The Italian chemist Ascanio Sobrero (1812-1888) is credited with discovering nitroglycerine in 1847. Previously, scientists had noticed that materials like starch and cotton could become explosive when treated with nitric acid. Sobrero experimented with dissolving different substances in nitric and sulfuric acids. Nitroglycerine was the product of a mixture of these acids and glycerin. At the time, glycerin was a natural by-product of the soap-making process. Today it is widely used in foods as a sweetener and additive to reduce moisture loss. It is also used in pharmaceuticals and personal care products.

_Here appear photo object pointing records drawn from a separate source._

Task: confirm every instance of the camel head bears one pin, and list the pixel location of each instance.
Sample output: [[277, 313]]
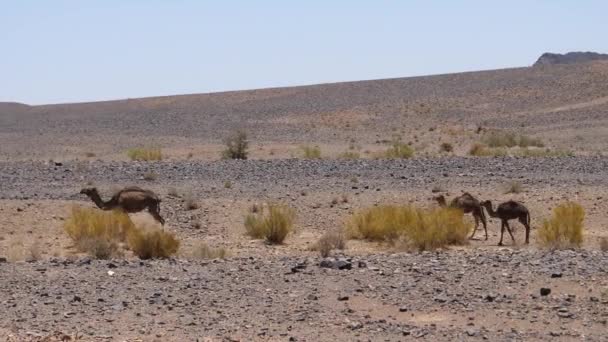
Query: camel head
[[88, 191]]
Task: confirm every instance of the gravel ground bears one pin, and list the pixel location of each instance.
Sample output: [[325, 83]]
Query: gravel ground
[[446, 296]]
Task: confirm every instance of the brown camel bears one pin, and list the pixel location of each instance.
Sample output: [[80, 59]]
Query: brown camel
[[468, 204], [130, 199], [508, 211]]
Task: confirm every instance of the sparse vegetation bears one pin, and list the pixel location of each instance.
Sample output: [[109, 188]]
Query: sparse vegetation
[[190, 203], [335, 239], [236, 146], [537, 152], [513, 187], [604, 244], [99, 233], [446, 147], [421, 229], [92, 229], [203, 251], [272, 223], [349, 155], [150, 243], [565, 228], [150, 176], [481, 150], [508, 139], [145, 154], [398, 150], [311, 152]]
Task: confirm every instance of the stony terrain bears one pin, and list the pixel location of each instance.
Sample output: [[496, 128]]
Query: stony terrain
[[369, 291]]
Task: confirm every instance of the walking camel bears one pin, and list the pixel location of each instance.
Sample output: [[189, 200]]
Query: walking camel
[[468, 204], [508, 211], [130, 199]]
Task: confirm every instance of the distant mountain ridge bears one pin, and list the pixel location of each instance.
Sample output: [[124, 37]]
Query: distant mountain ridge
[[549, 58]]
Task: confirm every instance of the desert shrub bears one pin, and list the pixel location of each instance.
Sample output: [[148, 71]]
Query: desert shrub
[[604, 244], [331, 240], [421, 229], [311, 152], [99, 233], [90, 224], [150, 176], [190, 203], [203, 251], [481, 150], [513, 187], [236, 146], [152, 243], [537, 152], [509, 139], [398, 150], [565, 228], [145, 154], [446, 147], [273, 223], [349, 155]]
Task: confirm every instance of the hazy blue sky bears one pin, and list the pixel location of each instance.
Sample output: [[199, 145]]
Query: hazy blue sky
[[66, 51]]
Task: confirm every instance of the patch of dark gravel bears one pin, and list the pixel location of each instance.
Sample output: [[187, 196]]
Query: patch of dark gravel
[[475, 295], [40, 180]]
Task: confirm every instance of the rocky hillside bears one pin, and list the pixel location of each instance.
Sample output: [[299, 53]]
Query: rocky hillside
[[569, 58]]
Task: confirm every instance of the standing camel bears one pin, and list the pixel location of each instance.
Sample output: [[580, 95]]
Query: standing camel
[[130, 199], [508, 211], [468, 204]]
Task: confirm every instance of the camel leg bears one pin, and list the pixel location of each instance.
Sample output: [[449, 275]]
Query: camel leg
[[154, 210], [485, 225], [525, 223], [502, 231], [476, 225], [510, 232]]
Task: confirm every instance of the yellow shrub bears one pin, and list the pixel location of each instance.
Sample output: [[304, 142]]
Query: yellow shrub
[[273, 223], [86, 224], [151, 243], [145, 154], [311, 152], [203, 251], [565, 228], [423, 229], [99, 233]]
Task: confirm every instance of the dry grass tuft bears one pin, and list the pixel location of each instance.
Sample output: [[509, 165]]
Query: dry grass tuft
[[446, 147], [99, 233], [311, 152], [190, 203], [335, 239], [421, 229], [236, 146], [508, 139], [89, 224], [481, 150], [398, 150], [604, 244], [513, 187], [203, 251], [145, 154], [272, 223], [349, 155], [149, 242], [565, 228]]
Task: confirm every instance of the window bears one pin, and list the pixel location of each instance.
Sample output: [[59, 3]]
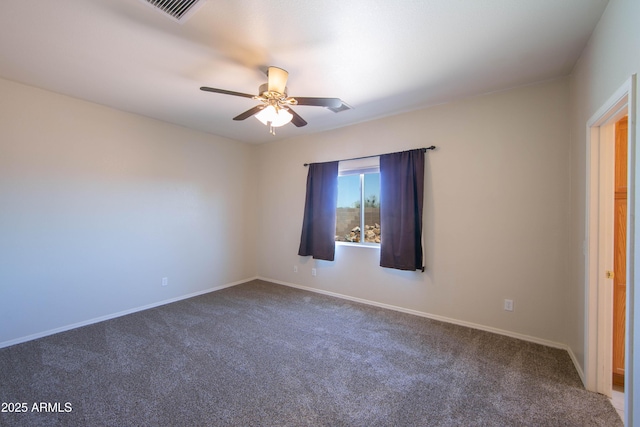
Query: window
[[358, 209]]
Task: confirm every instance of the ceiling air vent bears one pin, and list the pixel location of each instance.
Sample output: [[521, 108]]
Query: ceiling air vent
[[178, 10]]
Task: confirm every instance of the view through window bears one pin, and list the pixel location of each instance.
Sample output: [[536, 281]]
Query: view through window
[[358, 211]]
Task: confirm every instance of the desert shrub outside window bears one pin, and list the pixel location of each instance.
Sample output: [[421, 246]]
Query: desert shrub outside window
[[358, 211]]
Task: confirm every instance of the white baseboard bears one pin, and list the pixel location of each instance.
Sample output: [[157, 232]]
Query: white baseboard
[[574, 359], [511, 334], [118, 314]]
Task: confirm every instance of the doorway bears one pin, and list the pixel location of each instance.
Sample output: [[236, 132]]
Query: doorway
[[619, 253], [599, 247]]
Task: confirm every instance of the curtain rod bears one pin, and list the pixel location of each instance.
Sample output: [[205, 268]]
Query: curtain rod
[[424, 149]]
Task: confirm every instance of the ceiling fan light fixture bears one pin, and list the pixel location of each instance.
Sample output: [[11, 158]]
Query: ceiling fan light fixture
[[270, 117]]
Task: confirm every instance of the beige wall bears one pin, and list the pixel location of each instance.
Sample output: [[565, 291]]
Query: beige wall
[[97, 206], [496, 211]]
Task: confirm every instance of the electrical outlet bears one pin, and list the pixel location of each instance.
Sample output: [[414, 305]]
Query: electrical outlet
[[508, 305]]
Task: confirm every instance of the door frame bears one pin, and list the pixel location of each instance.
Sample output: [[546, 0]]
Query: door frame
[[598, 245]]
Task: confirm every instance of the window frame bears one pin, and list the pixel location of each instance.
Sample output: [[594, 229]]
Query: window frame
[[361, 167]]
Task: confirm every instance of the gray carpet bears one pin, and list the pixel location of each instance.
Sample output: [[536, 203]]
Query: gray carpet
[[261, 354]]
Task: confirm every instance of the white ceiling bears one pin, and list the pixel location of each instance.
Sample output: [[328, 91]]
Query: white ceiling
[[382, 57]]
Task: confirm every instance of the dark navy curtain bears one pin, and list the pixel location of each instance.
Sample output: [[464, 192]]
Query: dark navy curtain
[[319, 221], [401, 195]]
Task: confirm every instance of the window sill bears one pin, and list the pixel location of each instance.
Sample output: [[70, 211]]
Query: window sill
[[359, 245]]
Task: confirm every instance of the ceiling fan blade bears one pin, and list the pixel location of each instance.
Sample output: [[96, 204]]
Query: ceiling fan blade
[[297, 120], [277, 79], [226, 92], [319, 102], [250, 112]]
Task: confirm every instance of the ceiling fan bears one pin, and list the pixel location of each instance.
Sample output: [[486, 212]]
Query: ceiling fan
[[274, 109]]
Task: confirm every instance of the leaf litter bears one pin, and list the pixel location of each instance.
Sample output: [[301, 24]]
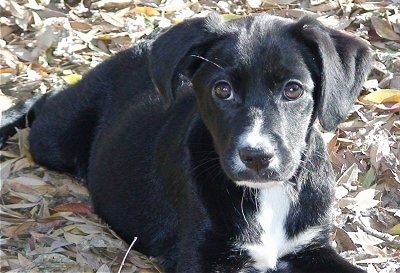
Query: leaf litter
[[47, 222]]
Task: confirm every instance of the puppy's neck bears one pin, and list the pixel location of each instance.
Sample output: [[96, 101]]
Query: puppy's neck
[[274, 204]]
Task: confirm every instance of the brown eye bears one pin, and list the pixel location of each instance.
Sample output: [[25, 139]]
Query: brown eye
[[223, 90], [292, 91]]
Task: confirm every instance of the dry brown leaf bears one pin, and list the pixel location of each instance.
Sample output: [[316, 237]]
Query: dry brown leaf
[[382, 96], [384, 29], [365, 199], [80, 208], [148, 11], [113, 19]]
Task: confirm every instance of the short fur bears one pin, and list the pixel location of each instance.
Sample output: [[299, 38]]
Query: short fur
[[207, 184]]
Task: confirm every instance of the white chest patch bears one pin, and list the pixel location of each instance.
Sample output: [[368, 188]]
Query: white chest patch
[[274, 207]]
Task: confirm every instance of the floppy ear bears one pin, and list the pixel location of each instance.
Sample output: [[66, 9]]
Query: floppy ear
[[170, 53], [344, 62]]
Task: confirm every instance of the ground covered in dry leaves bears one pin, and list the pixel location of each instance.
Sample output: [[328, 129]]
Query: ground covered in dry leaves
[[47, 224]]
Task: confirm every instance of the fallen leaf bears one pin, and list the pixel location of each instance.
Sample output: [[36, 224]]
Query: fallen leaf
[[384, 29], [395, 230], [149, 11], [365, 199], [112, 19], [72, 78], [382, 96], [80, 208], [362, 238]]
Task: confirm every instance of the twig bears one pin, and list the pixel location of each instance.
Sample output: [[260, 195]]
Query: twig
[[126, 255]]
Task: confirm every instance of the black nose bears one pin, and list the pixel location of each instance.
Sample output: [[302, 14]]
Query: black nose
[[255, 159]]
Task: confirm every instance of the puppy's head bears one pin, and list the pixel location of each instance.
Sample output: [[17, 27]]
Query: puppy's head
[[260, 82]]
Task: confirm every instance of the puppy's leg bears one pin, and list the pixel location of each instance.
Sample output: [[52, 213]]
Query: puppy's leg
[[320, 260]]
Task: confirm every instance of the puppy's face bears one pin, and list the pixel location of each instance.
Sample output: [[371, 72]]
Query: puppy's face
[[255, 95], [259, 80]]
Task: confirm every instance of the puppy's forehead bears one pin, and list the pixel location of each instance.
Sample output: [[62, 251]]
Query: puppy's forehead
[[263, 40]]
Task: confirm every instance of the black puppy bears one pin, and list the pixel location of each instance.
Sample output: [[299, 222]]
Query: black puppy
[[231, 176]]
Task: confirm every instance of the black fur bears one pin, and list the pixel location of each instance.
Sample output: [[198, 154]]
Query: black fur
[[165, 168]]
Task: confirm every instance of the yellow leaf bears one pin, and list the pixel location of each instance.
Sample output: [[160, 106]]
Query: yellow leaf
[[382, 96], [72, 78], [395, 230]]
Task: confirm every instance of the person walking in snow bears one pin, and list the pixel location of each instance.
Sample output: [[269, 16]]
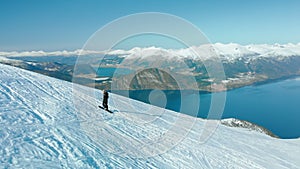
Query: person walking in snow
[[105, 100]]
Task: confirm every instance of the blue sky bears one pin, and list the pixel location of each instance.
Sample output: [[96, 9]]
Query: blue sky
[[67, 24]]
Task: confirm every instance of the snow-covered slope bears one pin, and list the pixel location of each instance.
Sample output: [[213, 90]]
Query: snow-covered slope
[[43, 127]]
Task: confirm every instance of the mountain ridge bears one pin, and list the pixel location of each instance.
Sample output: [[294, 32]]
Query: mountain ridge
[[43, 128]]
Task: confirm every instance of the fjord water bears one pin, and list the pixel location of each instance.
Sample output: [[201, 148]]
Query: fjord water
[[275, 106]]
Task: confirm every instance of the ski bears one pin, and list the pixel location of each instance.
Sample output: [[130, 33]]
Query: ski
[[105, 109]]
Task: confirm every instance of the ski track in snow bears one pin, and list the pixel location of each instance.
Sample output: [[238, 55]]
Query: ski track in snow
[[43, 127]]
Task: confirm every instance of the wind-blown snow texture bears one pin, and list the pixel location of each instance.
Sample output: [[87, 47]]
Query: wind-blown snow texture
[[41, 128]]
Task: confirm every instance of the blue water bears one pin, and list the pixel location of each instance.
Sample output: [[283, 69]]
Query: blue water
[[275, 106]]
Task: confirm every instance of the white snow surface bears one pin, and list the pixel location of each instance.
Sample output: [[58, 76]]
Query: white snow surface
[[41, 127]]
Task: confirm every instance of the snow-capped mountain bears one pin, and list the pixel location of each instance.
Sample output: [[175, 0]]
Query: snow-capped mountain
[[45, 123], [206, 51]]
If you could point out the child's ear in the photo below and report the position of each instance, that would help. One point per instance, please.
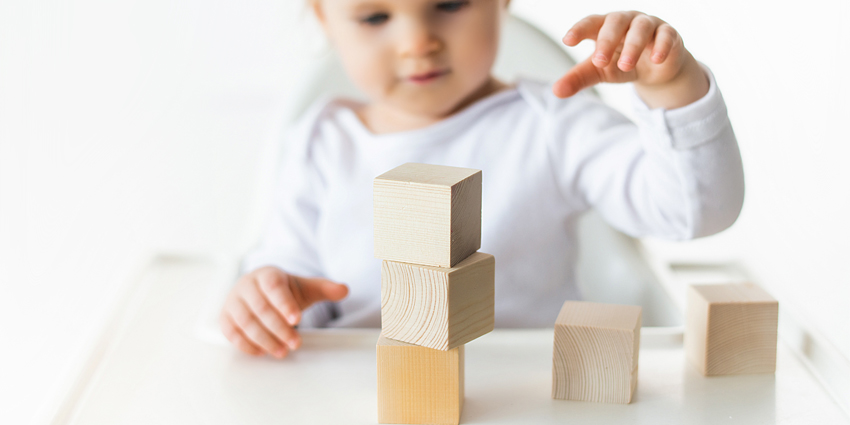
(316, 5)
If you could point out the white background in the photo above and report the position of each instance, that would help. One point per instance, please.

What makes nitroglycerine explosive?

A large amount of energy is stored in the chemical bonds of nitroglycerine. This energy is released in an explosive manner when the bonds are broken, such as by shaking. As one might expect, there was interest in nitroglycerine for military purposes. But because it was so unstable, there were limited uses for it as is. Indeed, Nobel lost his brother and a number of workers in a nitroglycerine-related accident. This led to him to experiment with different additives to make it safe to handle for use in blasting rocks for tunnels, construction, mining, etc.

How did an explosive come to be used as a human drug?

The former sulfuric acid factory in Vinterviken. Photo: Holger Ellgaard Wikimedia Commons.

Early on, Sobrero realized that nitroglycerine had strong effects on the human body. He found that tasting small quantities of the substance caused extreme headaches. I am not sure why he would taste something that he made in the laboratory (and that he knew to be highly explosive); but hey, curiosity makes you do things you might question later.  Sobrero and others conduct experiments on themselves and other human volunteers, testing the effects of different amounts of nitroglycerine.

Interestingly, one of the experimenters, Constantin Hering, thought that nitroglycerine had the potential to cure headaches. This seems rather crazy today, but at the time some believed that “fighting fire with fire” could lead to cures. So one could treat a headache by causing one. Needless to say, that use of nitroglycerine did not catch on.

Meanwhile at Nobel’s dynamite factory in Vinterviken, outside Stockholm and pictured above, there were interesting developments. Some workers complained of headaches while they worked but which disappeared during the weekend. Other workers who had previously experienced chest pain during the weekend felt relief while at work.

Ultimately, the work of Lauder Brunton and William Murrell led to the clinical use of nitroglycerine, as described in Murrell’s 1879 paper: "Nitroglycerin as a Remedy for Angina Pectoris." To this day, nitroglycerine is used to prevent and treat angina.

It would be more than 100 years until we understood how nitroglycerine works on the body. To bring the story full circle, Robert Furchgott, Louis Ignarro, and Ferid Murad were awarded a Nobel Prize in 1998 “for their discoveries concerning nitric oxide as a signaling molecule in the cardiovascular system."